Pooja-Gurung-and-Bibhusan-Basnet-1 A screenshot from the film 'DADYAA: The Woodpeckers of Rotha' | Pooja Gurung & Bibhusan Basnet

How do you populate a village perched on a mountainous slope without much of a human presence? In the early 2000s, Tsukimi Ayano returned to her tiny native village of Nagoro in Japan's Shikoku island to tend to her elderly father. She made a scarecrow doll in the likeness of her father to scare off birds bent on destroying her newly planted garden. Soon, dolls spun out of cloth started to appear in farms, fields and bus-stops across the sparsely populated village.

By late 2019, Nagoro had more than 300 dolls carved as lookalikes of former residents, with less than 30 human dwellers in the village at the time. This bewildering exercise in repopulation was also captured in a 2014 documentary short called Valley of Dolls by Fritz Schumann.

There's nothing new about migration taking place from remote villages in hill areas. Lack of education and health facilities, apart from the search for a better livelihood, have created "ghost villages" in the upper reaches of hill towns—abandoned and unmanned. In 2017, a commission set up by the Uttarakhand government to study migration patterns in the last decade found that over 700 villages in the state were completely deserted and more than 1.19 lakh people had left their villages in the same time period.

But recent reports have pointed out how job losses during the lockdown have generated hopes of reviving "bhootiya" villages back to life. Data released by Uttarakhand's Rural Development and Migration Commission (RDMC) states that as of April 23, some 59,360 people have returned to the ten hill districts of Uttarakhand. Of them, Pauri Garhwal and Almora—two of the worst migration-hit districts—saw 12,039 and 9,303 former inhabitants, respectively, come back from the cities and plains.

If an artist were to respond to the loneliness of a village bereft of a sense of community, it could range from the otherworldly to the life-affirming. Three years ago, the widely covered ‘The Wise Wall Project’, an initiative by Project FUEL and FUEL Foundation, sought to paint the walls of the remote, 600-year-old village of Saur in Uttarakhand to soften the blows of excessive migration.
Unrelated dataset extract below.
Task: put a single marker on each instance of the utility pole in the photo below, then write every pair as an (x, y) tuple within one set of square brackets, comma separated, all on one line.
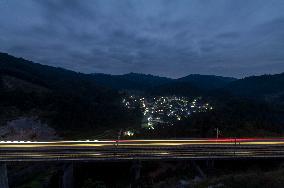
[(217, 132)]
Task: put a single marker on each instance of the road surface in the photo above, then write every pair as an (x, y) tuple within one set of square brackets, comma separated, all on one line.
[(248, 148)]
The latest example of a ghost village's poignant transformation into art comes from Nepal. In a video work being shown at Para Site’s ongoing two-venue group show 'Garden of Six Seasons' in Hong Kong, Pooja Gurung and Bibhusan Basnet from Kathmandu frame a somewhat similar experiment in the highlands of western Nepal where, in a tiny village of Jumla, an old couple grapple with the dilemma of leaving or staying back after the departure of their only friend. The video is shot at Chauki village which lies near Haat Sinja and Rotha Chaur situated on the border between Jumla and Mugu in the highlands of Western Nepal.
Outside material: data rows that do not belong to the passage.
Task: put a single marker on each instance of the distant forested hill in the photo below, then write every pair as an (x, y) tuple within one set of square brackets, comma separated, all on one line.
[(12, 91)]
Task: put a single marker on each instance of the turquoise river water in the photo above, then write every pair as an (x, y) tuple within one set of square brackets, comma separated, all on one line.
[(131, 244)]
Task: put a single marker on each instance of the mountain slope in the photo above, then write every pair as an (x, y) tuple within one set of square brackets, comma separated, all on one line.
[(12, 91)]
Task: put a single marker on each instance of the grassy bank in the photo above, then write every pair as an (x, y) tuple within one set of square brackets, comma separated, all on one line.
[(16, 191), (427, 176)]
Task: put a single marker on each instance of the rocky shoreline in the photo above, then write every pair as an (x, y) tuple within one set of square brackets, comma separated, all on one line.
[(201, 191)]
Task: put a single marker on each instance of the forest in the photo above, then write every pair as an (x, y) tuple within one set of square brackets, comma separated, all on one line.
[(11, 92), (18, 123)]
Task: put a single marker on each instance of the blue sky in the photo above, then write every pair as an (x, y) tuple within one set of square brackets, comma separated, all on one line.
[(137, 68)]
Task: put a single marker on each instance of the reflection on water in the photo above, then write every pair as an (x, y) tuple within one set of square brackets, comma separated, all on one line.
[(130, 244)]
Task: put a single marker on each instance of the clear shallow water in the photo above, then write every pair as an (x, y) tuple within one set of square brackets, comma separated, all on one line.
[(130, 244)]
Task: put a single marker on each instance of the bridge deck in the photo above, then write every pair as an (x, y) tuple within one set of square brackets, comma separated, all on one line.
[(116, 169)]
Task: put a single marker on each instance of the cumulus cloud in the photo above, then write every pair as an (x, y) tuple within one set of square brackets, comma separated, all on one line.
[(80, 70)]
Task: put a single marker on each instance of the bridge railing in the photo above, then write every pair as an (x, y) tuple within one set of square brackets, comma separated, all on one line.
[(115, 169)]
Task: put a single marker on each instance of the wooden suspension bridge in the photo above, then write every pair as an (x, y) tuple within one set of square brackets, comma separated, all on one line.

The old couple, Atimaley and Devi, live in a small village and are suddenly the only ones left there with the unannounced departure of a close friend. "During the Maoist insurgency (1996-2006) in Nepal, over 17,000 people including civilians lost their lives, thousands got injured, hundreds of people disappeared and hundreds of thousands of people were displaced, especially from rural villages like Jumla and Mugu," says Sheelasha Rajbhandari and Hit Man Gurung, co-curators of the upcoming Kathmandu Triennale 2020 from where some of the works are being showcased at Para Site as a precursor.

"The long history of repression, continuous political conflicts, unstable governments, complex social caste and class structures, unemployment, the influence of globalization and high demands of low-wage labour forces in the Gulf countries and Malaysia, are the main reasons of both internal and external migration in Nepal. Many villages have been completely abandoned by young people," say the curators.

Just like in the Japanese village, dolls filled the street corners of the deserted village, Julma has protective wooden effigies or ‘dadyaa' which are made as offerings to local deities but often memorialize ancestors. The doll motif is further extended with the use of Nepal's illustrious tradition of ceremonial masks in the film.